As your own article points out that stuff has been on the statute books for years (covering stuff which is generally illegal everywhere like death threats as well as stuff which was merely allegedly sent to cause others distress or anxiety) and convictions actually fell between 2015 and 2023. For all its much vaunted constitutional protections, the United States has also arrested a whole bunch of people for vague and difficult to call a crime stuff like Charlie Kirk memes or (nuanced or otherwise) criticisms of Israeli policy recently as well as more obviously menacing stuff that happened to take the form of social media communication.
Neither are quite the same thing as railroading a government critic for "sedition"
The current UK government has arrested over 2000 people for holding signs on charges of terrorism, and is currently in the process of abolishing jury trials. This isn't about history.
My point is that a country may do reprehensible things, but that does not mean that the people in that country approve of those things -- or even that the people in government approve of them. Countries can be complex, with many contradictions, opinions, and opposing forces.
Your examples are a bit weasely because they happened long ago, and so seem sillier. What I assumed was meant here is that, currently, the UK government is out to punish wrongthink.
> When I was in my early 20s I used to think I was very clever for pointing out apparent hypocrisies. Now I realize how easily that devolves into “you are imperfect therefore you may never criticize anything”.

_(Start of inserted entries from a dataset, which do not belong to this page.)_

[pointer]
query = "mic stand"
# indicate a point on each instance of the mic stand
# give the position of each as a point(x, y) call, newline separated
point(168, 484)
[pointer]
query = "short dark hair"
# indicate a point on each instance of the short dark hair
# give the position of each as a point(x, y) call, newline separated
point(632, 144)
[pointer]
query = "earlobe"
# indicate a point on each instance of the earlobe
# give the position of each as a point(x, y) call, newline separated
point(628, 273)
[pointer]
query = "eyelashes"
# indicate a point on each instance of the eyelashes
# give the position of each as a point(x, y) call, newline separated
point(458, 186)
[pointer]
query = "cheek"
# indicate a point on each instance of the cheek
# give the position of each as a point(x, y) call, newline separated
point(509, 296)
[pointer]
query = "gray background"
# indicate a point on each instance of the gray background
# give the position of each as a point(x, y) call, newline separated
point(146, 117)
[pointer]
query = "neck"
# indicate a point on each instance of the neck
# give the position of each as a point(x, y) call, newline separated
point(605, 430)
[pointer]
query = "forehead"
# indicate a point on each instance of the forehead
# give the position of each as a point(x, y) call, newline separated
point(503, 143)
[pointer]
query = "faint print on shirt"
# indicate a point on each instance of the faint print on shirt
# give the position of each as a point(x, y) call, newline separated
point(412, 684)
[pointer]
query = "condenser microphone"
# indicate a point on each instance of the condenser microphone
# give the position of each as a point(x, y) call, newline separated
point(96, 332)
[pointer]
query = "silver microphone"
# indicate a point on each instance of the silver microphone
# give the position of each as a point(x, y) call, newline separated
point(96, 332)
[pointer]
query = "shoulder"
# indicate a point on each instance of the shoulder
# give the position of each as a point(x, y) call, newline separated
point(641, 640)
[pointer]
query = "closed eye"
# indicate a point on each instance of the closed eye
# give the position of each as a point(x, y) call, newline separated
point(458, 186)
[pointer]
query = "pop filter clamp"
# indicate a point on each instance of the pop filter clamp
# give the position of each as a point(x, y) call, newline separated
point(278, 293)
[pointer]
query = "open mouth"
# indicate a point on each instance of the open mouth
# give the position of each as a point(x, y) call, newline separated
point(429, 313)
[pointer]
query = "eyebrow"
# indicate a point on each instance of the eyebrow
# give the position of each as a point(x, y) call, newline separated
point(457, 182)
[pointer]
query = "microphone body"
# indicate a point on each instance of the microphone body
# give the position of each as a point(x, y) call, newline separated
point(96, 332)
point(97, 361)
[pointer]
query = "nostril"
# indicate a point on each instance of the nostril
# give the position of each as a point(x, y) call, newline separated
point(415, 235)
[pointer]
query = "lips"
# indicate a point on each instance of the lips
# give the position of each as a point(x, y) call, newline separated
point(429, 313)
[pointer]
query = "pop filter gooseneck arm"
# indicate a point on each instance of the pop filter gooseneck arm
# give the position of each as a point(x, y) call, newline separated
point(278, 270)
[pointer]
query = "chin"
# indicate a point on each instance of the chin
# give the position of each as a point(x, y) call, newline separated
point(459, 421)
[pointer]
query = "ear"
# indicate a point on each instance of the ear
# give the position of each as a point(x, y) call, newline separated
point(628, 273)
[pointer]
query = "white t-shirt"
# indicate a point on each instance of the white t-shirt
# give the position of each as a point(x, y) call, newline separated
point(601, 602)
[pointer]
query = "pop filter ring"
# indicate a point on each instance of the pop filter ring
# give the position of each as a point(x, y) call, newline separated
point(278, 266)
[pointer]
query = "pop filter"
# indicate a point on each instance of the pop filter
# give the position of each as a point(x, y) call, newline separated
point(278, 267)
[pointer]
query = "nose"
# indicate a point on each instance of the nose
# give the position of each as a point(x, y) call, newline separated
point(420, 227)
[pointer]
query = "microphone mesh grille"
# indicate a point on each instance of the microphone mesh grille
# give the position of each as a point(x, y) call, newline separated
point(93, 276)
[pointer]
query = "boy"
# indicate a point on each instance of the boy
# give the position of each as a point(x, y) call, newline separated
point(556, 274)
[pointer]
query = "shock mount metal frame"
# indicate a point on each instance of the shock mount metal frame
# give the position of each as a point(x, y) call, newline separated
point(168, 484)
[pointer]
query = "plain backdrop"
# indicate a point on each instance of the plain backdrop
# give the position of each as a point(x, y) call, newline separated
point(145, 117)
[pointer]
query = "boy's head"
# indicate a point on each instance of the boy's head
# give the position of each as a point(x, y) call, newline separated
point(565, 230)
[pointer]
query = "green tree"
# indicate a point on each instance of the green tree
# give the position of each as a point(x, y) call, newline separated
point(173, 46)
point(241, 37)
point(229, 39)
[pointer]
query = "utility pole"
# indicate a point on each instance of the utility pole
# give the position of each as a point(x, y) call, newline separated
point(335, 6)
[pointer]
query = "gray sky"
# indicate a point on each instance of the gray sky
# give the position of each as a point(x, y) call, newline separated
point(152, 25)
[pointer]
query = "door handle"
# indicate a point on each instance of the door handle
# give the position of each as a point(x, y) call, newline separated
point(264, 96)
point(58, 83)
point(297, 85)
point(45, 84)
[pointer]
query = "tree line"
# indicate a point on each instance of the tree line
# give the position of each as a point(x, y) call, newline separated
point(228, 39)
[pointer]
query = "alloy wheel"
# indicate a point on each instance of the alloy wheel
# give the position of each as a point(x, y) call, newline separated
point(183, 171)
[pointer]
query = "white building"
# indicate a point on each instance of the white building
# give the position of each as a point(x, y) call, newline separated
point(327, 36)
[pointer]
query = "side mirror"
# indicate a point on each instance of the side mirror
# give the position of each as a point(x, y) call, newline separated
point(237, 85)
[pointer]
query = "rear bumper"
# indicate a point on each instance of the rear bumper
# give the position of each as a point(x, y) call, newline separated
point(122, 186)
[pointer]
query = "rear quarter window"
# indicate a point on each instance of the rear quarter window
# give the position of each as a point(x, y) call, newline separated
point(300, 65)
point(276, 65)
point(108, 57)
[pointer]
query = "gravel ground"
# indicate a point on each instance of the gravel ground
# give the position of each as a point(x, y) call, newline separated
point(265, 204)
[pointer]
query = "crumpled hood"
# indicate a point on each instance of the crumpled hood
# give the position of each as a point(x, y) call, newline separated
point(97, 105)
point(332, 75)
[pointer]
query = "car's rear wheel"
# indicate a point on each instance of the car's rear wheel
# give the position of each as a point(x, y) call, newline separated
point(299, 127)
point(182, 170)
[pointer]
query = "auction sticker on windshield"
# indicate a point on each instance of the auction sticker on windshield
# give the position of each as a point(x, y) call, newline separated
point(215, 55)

What's the solution? The alternative, where we can't criticize our governments on account of their hypocrisies and imperfections, robs citizens of their check against an institution with a monopoly on violence.
> Americans can never call out human rights abuses because of slavery. The British can never because of colonialism. Period. Forever.
There's certainly a difference between holding countries responsible for events that have long since ceased and holding a government responsible for double standards practiced presently. The UK lacks credibility on Hong Kong when its own citizens are being jailed on the basis of overbroad hate speech regulations and when its government agencies attempt to claim extraterritorial jurisdiction over the operation of foreign social media companies. Westminister can't be so empty-headed as to believe that its actions will go unnoticed by other governments.
It goes beyond just pointing out hypocrisy. This is a well known propaganda strategy called "Whataboutism." [1] It's unfortunately a tremendously effective smokescreen that divides the audience and shuts down meaningful debate.
There is some nuance, because I’ve also seen genuine discussion falsely labeled as whataboutism.
If the point in bringing up the hypocrisy is to end or distract the discussion, it is whataboutism. However, if the point is to compare two instances of a thing to make a point it’s fair game imo.
I don't see slavery as an albatross. If anything, America accelerated its demise by its abolition at home --where America wasn't even the biggest enslaver of people; Brazil, The British empire (Caribbean), France (colonies), Russia (serfs), had way, way more slaves than the US. Today, India, China, Horn of Africa, NK have large slave populations.
>When I was in my early 20s I used to think I was very clever for pointing out apparent hypocrisies. Now I realize how easily that devolves into “you are imperfect therefore you may never criticize anything”
There is nothing logically wrong with hypocrisy. I tell my toddlers not to do stuff I do all the time.
The problem with hypocrisy comes when one party is assumed to have more rights than the other. In this case, why would Britain (or the US's) government be allowed to be more corrupt than China's?
I assume Britain is brought up due to the British government's historic role in Hong Kong and China.
Americans can never call out human rights abuses because of slavery. The British can never because of colonialism. Period. Forever.
If you find this line of argumentation compelling there’s no discussing anything with you.